With the new option star tree (see Figure 1, middle left) the internal node is placed on the line connecting its parent to the centre of the clade, i.e. between the leftmost and the rightmost taxon. This will centralise the tree, increase the intensity of short branches by drawing shorter and steeper lines, and will compact the area where fuzzy nodes are placed. A node is fuzzy if its descendants have low support and are a short branch away. When the nodes are close to each other it appears as if all branches are radiating from the same point, giving a visual clue to the simultaneous radiation at that point.

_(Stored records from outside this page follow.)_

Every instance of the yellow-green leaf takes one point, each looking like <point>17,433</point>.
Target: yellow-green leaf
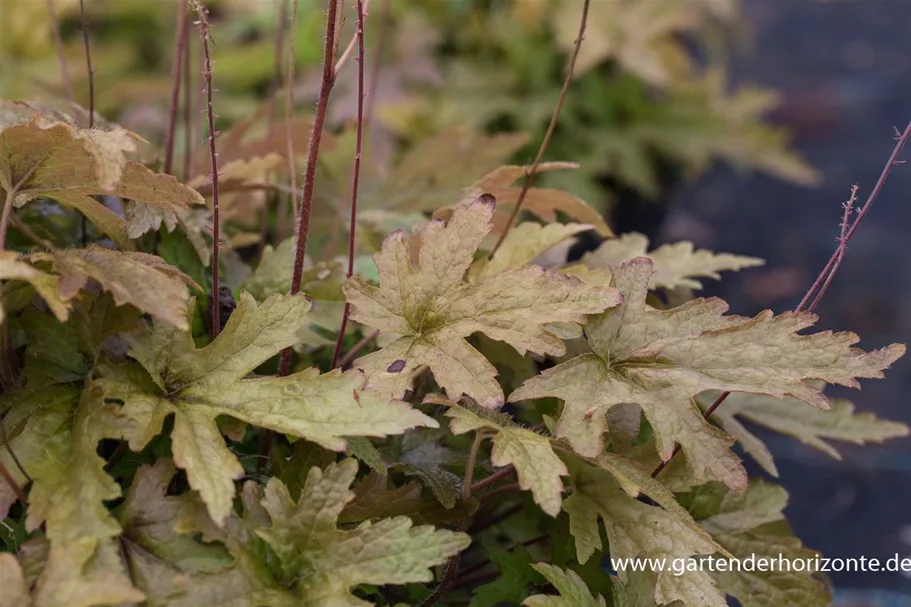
<point>573,591</point>
<point>674,265</point>
<point>46,285</point>
<point>635,530</point>
<point>198,385</point>
<point>752,525</point>
<point>145,281</point>
<point>325,562</point>
<point>538,467</point>
<point>661,359</point>
<point>794,418</point>
<point>432,310</point>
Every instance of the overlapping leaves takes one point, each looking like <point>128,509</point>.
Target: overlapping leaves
<point>427,304</point>
<point>661,360</point>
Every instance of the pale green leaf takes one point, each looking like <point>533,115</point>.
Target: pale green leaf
<point>15,590</point>
<point>793,418</point>
<point>541,202</point>
<point>674,265</point>
<point>177,570</point>
<point>198,385</point>
<point>661,359</point>
<point>57,445</point>
<point>525,242</point>
<point>41,157</point>
<point>752,525</point>
<point>516,576</point>
<point>46,285</point>
<point>361,448</point>
<point>637,591</point>
<point>573,591</point>
<point>433,311</point>
<point>537,466</point>
<point>635,529</point>
<point>145,281</point>
<point>326,562</point>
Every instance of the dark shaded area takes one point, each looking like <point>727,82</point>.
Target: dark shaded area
<point>845,69</point>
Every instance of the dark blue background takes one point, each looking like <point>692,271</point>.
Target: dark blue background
<point>845,70</point>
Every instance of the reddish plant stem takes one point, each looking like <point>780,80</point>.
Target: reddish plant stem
<point>61,57</point>
<point>319,121</point>
<point>91,74</point>
<point>188,99</point>
<point>824,278</point>
<point>343,59</point>
<point>179,51</point>
<point>204,34</point>
<point>355,177</point>
<point>570,68</point>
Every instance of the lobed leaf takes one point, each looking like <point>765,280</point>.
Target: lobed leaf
<point>433,312</point>
<point>573,591</point>
<point>327,562</point>
<point>661,360</point>
<point>794,418</point>
<point>635,530</point>
<point>752,525</point>
<point>674,265</point>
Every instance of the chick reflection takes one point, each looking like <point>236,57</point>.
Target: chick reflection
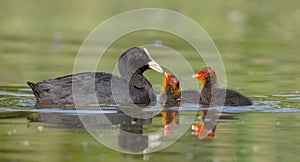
<point>131,137</point>
<point>200,130</point>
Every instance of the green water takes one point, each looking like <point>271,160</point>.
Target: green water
<point>259,44</point>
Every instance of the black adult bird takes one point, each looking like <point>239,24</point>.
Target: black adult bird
<point>100,87</point>
<point>210,93</point>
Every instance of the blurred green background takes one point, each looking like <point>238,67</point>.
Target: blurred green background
<point>258,40</point>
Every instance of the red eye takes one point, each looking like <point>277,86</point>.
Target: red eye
<point>142,55</point>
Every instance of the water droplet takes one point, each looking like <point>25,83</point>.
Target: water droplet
<point>244,151</point>
<point>40,128</point>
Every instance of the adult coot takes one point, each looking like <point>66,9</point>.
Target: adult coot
<point>101,87</point>
<point>210,93</point>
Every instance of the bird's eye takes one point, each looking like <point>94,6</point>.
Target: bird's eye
<point>142,55</point>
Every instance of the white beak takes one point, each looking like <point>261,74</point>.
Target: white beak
<point>155,66</point>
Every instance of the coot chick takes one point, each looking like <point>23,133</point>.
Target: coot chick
<point>211,94</point>
<point>172,95</point>
<point>101,87</point>
<point>171,91</point>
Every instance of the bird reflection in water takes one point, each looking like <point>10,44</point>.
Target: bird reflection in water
<point>130,131</point>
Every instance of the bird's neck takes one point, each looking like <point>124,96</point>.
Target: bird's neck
<point>139,80</point>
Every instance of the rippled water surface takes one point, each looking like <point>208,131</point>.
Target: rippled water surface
<point>258,42</point>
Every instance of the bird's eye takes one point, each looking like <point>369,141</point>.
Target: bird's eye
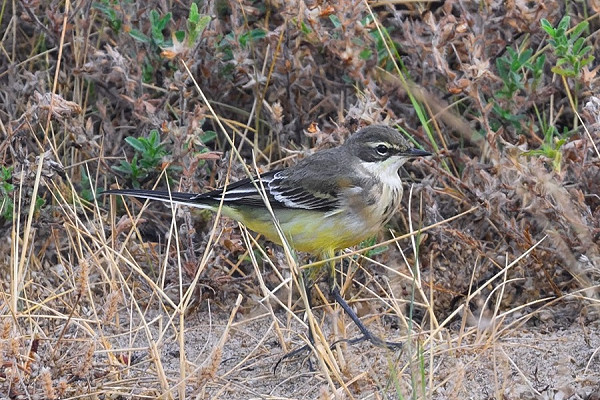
<point>382,149</point>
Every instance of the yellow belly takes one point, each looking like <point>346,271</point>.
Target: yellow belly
<point>313,232</point>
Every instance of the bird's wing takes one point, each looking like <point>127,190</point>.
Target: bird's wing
<point>281,191</point>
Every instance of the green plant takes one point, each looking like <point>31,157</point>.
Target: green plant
<point>569,47</point>
<point>512,69</point>
<point>109,8</point>
<point>195,24</point>
<point>6,188</point>
<point>148,156</point>
<point>551,148</point>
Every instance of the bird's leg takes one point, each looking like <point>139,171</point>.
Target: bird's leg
<point>366,334</point>
<point>308,283</point>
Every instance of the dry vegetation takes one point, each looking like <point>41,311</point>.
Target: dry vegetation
<point>105,299</point>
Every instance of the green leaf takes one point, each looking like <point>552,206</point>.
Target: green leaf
<point>335,20</point>
<point>139,36</point>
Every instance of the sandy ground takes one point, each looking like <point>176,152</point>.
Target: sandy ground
<point>533,361</point>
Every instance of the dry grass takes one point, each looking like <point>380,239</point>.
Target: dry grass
<point>490,273</point>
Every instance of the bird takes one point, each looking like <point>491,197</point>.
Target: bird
<point>331,200</point>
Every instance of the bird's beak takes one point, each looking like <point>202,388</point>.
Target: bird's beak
<point>417,153</point>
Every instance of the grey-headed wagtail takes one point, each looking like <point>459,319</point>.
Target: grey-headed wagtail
<point>331,200</point>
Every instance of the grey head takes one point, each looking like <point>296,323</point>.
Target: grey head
<point>379,143</point>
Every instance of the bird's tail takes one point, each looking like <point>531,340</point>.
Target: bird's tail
<point>188,199</point>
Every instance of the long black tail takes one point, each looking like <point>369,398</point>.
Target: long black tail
<point>189,199</point>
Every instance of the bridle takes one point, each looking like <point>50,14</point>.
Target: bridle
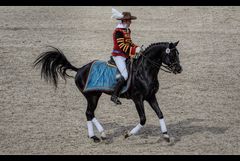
<point>168,69</point>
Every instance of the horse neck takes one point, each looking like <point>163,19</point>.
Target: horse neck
<point>155,55</point>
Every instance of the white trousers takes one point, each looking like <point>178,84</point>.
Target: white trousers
<point>121,65</point>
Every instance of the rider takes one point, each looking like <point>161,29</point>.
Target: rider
<point>123,48</point>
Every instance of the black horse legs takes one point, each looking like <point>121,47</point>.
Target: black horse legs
<point>92,100</point>
<point>140,109</point>
<point>154,104</point>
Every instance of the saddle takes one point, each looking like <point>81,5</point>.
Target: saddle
<point>111,62</point>
<point>103,76</point>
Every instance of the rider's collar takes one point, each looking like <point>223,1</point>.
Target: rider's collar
<point>121,25</point>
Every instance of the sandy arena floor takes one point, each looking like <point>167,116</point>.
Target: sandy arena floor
<point>201,106</point>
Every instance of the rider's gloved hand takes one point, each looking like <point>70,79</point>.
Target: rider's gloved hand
<point>137,54</point>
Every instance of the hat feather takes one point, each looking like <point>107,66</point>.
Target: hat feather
<point>116,14</point>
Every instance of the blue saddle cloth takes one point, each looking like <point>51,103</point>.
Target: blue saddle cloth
<point>102,77</point>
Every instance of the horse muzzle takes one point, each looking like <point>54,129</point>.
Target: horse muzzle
<point>177,69</point>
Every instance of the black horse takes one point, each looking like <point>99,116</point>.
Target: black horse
<point>144,82</point>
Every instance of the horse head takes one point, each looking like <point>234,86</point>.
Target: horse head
<point>170,57</point>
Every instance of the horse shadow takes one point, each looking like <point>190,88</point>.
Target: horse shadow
<point>176,130</point>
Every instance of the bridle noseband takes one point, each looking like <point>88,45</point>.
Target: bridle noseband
<point>167,69</point>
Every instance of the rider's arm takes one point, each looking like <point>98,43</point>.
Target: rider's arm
<point>126,47</point>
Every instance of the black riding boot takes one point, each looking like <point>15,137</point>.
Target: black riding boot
<point>117,90</point>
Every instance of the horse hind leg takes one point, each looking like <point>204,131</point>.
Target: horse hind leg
<point>140,109</point>
<point>92,100</point>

The new option centralise places the internal node between the leftmost and the rightmost taxon (see Figure 1, top plates). Centralising lets the branch keep the same intensity, which now depends only on amount of support for the clade and not on the clade internals. Often, it is clear from the image that a clade with high support has multiple contenders as its child clades. The option angle correction automatically detects such clades and puts all of them at the same position as its parent. The result is a tree that looks like more than two arcs coalesce at the same node.
6 Technical Details
DensiTree is written in Java 1.6, so no special operating system is required. All techniques discussed above are implemented in DensiTree version 2.01. Drawing takes place using multi-threading for optimal responsiveness and the tree importer is optimised for fast loading of large tree sets. Tree set files can be imported in NEXUS format as produced by BEAST and MrBayes. Images can be exported in bitmap formats (PNG, JPG, BMP) and vector format (SVG). The program is licensed under GPL and source code and a manual [Bouckaert, 2011] are available.
Funding
This research is funded by Marsden grant 08-UOA-170.